A famous quote from President John F. Kennedy that kick-started the run on the moon for the American nation. When he launched this ballsy statement, the Space program was barely able to get a small dog or a testosterone crazy astronaut a few meters into orbit. Still, it rallied a whole nation behind a vision, an idea… and on July 20th 1969 Neil Armstrong set foot on the moon, just in time to deliver on Kennedy’s statement on time. More than 250.000 people made that happen.

Moonshot management

I’ve been a big fan of moonshot-management ever since. Way too often managers at all levels try to fix things. An incredible amount of smart, highly paid, top hot shot time is invested in fixing things, in getting stuff ‘up to the next level’ – in other words: mostly wasted. Taking a step back, and concentrating on the destination instead of the journey or the vehicle guarantees better thinking. Tessla and Edison did not concentrate on making a better candle. They focused on light, and came up with lamps. Ford did not waste any time on finding a faster horse, or a lighter carriage, but built an automobile.

Google X: Area51 for geeks

Google has its own Area51 solely dedicated to moonshot thinking: Google X is the silent think-tank that came up with Google Glass, Google’s self-driving car, and a worldwide web of internet-distributing hot air balloons.

Astro Teller: Captain of Moonshots

It’s led by Dr. Astro Teller. He currently oversees Google[x], Google’s moonshot factory for building magical, seemingly impossible ideas that through science and technology can be brought to reality.

Here is the surprising truth: It’s often easier to make something 10 times better than it is to make it 10 percent better. Because when you’re working to make things 10 percent better, you inevitably focus on the existing tools and assumptions, and on building on top of an existing solution that many people have already spent a lot of time thinking about. Such incremental progress is driven by extra effort, extra money, and extra resources. It’s tempting to feel improving things this way means we’re being good soldiers, with the grit and perseverance to continue where others may have failed — but most of the time we find ourselves stuck in the same old slog. But when you aim for a 10x gain, you lean instead on bravery and creativity — the kind that, literally and metaphorically, can put a man on the moon.” Astro Teller

The art of failing often, hard and fast

Astro Teller (nomen est omen) believes failing hard, fast and often is important. It allows learning, creates data to re-adjust to, and delivers a mental kick for doing the right thing.
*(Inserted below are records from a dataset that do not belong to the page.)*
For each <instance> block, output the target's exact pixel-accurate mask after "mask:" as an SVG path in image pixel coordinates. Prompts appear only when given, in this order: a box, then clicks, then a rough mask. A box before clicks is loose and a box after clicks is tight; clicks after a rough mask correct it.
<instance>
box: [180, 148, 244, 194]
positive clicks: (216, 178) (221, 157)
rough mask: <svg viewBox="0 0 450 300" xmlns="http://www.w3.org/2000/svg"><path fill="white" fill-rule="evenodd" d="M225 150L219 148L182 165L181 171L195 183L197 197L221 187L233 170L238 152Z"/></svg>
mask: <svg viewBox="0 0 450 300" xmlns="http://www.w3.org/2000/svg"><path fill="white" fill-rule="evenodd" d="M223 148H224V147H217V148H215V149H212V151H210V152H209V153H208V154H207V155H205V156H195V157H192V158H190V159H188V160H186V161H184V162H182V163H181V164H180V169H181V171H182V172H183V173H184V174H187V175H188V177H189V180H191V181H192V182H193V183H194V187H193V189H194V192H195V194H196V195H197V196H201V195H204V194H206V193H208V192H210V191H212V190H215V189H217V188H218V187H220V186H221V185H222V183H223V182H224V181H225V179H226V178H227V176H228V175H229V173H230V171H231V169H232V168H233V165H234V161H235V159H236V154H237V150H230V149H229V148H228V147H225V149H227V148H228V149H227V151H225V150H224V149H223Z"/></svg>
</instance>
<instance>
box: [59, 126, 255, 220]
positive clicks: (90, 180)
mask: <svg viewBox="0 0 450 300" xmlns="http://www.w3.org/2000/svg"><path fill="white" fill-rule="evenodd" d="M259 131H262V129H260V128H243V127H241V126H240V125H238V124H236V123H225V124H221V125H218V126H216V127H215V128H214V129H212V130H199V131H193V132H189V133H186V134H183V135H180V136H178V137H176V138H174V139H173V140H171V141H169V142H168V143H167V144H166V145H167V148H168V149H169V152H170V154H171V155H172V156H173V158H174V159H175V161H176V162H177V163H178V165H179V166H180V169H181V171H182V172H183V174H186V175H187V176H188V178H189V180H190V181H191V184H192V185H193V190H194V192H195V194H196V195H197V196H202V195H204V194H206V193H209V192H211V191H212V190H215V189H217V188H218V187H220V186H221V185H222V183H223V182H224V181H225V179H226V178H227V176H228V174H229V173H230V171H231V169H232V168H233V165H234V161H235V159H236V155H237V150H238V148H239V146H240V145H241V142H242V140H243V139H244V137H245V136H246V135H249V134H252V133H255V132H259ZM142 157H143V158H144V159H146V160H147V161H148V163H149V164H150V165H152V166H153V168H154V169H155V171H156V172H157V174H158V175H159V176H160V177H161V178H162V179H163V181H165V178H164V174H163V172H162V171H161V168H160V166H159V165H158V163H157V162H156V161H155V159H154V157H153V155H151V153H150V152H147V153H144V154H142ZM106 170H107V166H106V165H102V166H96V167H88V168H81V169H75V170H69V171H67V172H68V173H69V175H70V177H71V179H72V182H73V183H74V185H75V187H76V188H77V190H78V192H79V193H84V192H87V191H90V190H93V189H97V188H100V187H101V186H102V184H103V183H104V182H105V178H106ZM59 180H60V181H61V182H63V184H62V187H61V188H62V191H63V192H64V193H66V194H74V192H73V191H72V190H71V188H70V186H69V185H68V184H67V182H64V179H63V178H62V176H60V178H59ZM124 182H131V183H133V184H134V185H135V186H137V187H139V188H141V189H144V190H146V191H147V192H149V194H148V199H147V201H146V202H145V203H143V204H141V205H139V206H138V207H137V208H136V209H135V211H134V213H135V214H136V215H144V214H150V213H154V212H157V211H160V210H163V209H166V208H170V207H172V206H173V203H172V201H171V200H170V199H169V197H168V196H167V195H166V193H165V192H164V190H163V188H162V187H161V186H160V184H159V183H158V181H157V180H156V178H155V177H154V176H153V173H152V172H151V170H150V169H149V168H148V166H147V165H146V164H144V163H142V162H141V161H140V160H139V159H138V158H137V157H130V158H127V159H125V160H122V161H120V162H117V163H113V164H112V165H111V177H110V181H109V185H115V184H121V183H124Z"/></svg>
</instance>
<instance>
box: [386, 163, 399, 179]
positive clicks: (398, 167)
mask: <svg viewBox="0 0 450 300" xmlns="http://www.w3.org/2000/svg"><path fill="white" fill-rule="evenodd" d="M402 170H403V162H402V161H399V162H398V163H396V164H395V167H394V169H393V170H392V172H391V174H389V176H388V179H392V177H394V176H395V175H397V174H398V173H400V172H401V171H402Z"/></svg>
“If you do not fail at first, your ambition was simply not high and hard enough. You make a ton of progress by making a ton of mistakes. The longer you work on something, the more you don’t really want to know what the world is going to tell you. The longer you put off that learning you will unconsciously put off that news because it is disheartening to hear that what you have been working on is not working.” Astro Teller

Throttle back, aim for the moon

We should do it more often: throttle back on the execution, throttle back on the day to day that keeps our best people deeply entrenched in the sticky mud of deliver-on-time-on-promise-on-budget. What is our moonshot? What do we want to achieve? Where do we see our client in four years? Do have the nerve and the vision to tell clients where they need to be in 5 years? What does an ideal agency look like in 2020?
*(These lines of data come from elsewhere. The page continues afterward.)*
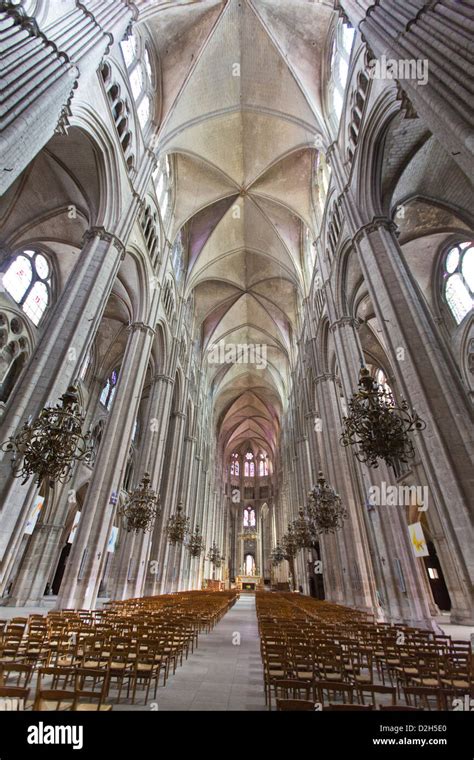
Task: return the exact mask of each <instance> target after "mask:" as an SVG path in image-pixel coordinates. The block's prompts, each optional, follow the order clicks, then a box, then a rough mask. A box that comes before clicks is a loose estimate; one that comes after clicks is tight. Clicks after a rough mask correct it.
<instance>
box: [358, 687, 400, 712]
mask: <svg viewBox="0 0 474 760" xmlns="http://www.w3.org/2000/svg"><path fill="white" fill-rule="evenodd" d="M356 688H357V691H358V693H359V697H360V702H361V704H363V705H364V704H366V701H365V697H366V695H367V694H370V696H371V699H370V701H369V704H371V705H372V706H373V707H374V708H375V706H376V700H375V696H376V694H377V695H378V694H387V695H389V696H390V698H391V706H392V707H393V706H395V705H396V704H397V694H396V691H397V690H396V688H395V686H384V685H383V684H373V683H371V684H363V685H362V684H358V685H357V687H356Z"/></svg>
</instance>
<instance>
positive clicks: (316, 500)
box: [307, 471, 347, 533]
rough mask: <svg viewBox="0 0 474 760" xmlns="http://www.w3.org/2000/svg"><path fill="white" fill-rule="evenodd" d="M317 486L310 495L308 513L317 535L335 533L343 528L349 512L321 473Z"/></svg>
mask: <svg viewBox="0 0 474 760" xmlns="http://www.w3.org/2000/svg"><path fill="white" fill-rule="evenodd" d="M317 483H318V484H317V486H315V487H314V488H313V490H312V491H310V492H309V494H308V504H307V511H308V515H309V516H310V520H311V521H312V523H313V524H314V529H315V531H316V533H335V532H336V531H337V530H340V528H342V526H343V523H344V520H345V518H346V517H347V510H346V508H345V506H344V505H343V503H342V500H341V497H340V496H339V494H337V493H336V491H335V490H334V488H332V486H330V485H329V483H327V482H326V478H325V477H324V475H323V473H322V472H321V471H320V472H319V473H318V481H317Z"/></svg>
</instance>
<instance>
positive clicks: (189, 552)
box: [186, 525, 205, 557]
mask: <svg viewBox="0 0 474 760" xmlns="http://www.w3.org/2000/svg"><path fill="white" fill-rule="evenodd" d="M186 548H187V550H188V552H189V553H190V555H191V557H200V556H201V554H202V552H203V551H204V549H205V547H204V539H203V537H202V534H201V533H200V530H199V525H196V527H195V529H194V532H193V533H191V534H190V536H189V539H188V543H187V546H186Z"/></svg>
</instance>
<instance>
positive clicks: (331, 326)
mask: <svg viewBox="0 0 474 760" xmlns="http://www.w3.org/2000/svg"><path fill="white" fill-rule="evenodd" d="M359 324H360V323H359V320H358V319H357V318H356V317H351V316H349V315H348V314H346V315H345V316H343V317H340V318H339V319H336V320H335V321H334V322H332V323H331V324H330V325H329V329H330V330H331V332H336V330H340V329H341V328H342V327H347V326H350V327H354V328H355V329H356V330H357V329H358V328H359Z"/></svg>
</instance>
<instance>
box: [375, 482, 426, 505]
mask: <svg viewBox="0 0 474 760" xmlns="http://www.w3.org/2000/svg"><path fill="white" fill-rule="evenodd" d="M367 502H368V504H369V505H370V506H372V507H380V506H388V507H412V506H417V507H418V511H419V512H426V510H427V509H428V486H391V485H387V483H386V482H385V481H382V483H381V484H380V485H377V486H370V487H369V492H368V497H367Z"/></svg>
Grab that moonshot, that far-away idea. Believe in it. Nurture it. Retro engineer your way back to today: your path is set.

If you’re not doing some things that are crazy, then you’re clearly doing the wrong things”. Larry Page

Find a big problem, aim for a radical solution, and now go create the science and technology to make it happen. Kennedy proved it: it’s not that difficult. Just ballsy :-).